The costs are often high, making incentives critical. For instance, a solar-power-based 500-kilowatt system would cost about $3.5 million based on an estimated cost of about $7 per watt to buy and install it. California's credits can cut that cost by about $1.5 million, and federal tax credits would reduce it by another $1 million or so, according to Rhone Resch, the president of the Solar Energy Industries Association, a Washington, D.C.-based industry group.

Resch estimates that the bottom-line cost of system would be about $1.3 million.

Any return on investment depends on how much a user is paying for electricity, although Resch said a six- to eight-year payback for a large user would not be unusual.
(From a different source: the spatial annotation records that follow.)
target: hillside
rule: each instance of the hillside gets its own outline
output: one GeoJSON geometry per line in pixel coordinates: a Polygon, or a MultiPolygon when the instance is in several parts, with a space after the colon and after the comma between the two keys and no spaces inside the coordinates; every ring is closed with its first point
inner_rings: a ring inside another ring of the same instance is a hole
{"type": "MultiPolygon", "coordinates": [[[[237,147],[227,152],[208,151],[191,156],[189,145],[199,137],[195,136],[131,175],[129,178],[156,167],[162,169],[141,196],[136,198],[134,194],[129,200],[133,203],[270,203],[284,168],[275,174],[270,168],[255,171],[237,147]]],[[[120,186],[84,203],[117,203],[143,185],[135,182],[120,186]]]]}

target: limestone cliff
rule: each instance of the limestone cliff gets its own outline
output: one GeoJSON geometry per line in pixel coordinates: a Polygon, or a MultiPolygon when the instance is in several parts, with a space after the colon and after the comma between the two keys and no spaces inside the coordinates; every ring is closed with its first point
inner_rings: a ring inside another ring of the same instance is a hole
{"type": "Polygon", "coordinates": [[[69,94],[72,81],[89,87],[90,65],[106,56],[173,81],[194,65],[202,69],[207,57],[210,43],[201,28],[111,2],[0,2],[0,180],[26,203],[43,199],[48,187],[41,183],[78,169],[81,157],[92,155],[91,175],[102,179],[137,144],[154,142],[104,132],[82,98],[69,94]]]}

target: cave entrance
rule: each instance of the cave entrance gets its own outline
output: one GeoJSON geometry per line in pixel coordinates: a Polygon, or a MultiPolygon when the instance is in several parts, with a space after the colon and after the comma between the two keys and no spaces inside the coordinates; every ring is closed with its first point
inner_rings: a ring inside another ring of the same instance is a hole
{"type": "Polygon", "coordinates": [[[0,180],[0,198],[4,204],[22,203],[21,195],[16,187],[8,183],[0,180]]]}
And since a business would likely finance the project, it could generate a positive cash flow from the investment immediately, he said.

Another green approach was taken by Alan Hirsh, executive vice president of Sea Gull Lighting LLC in Riverside, N.J. Last fall, he completed a 500-kilowatt system that provides 20 percent of the power needs for a 500,000-square-foot warehouse Monday through Friday. On weekends, the panels can provide all of the power needed. The solar panels take up about 60,000 square feet on his warehouse roof.

Hirsh's company is using SunEdison LLC of Baltimore, a solar services company that installs the system and continues to own it. Sea Gull, however, pays a rate for the electricity it uses that's below what it would pay if it bought from a local power provider, he said.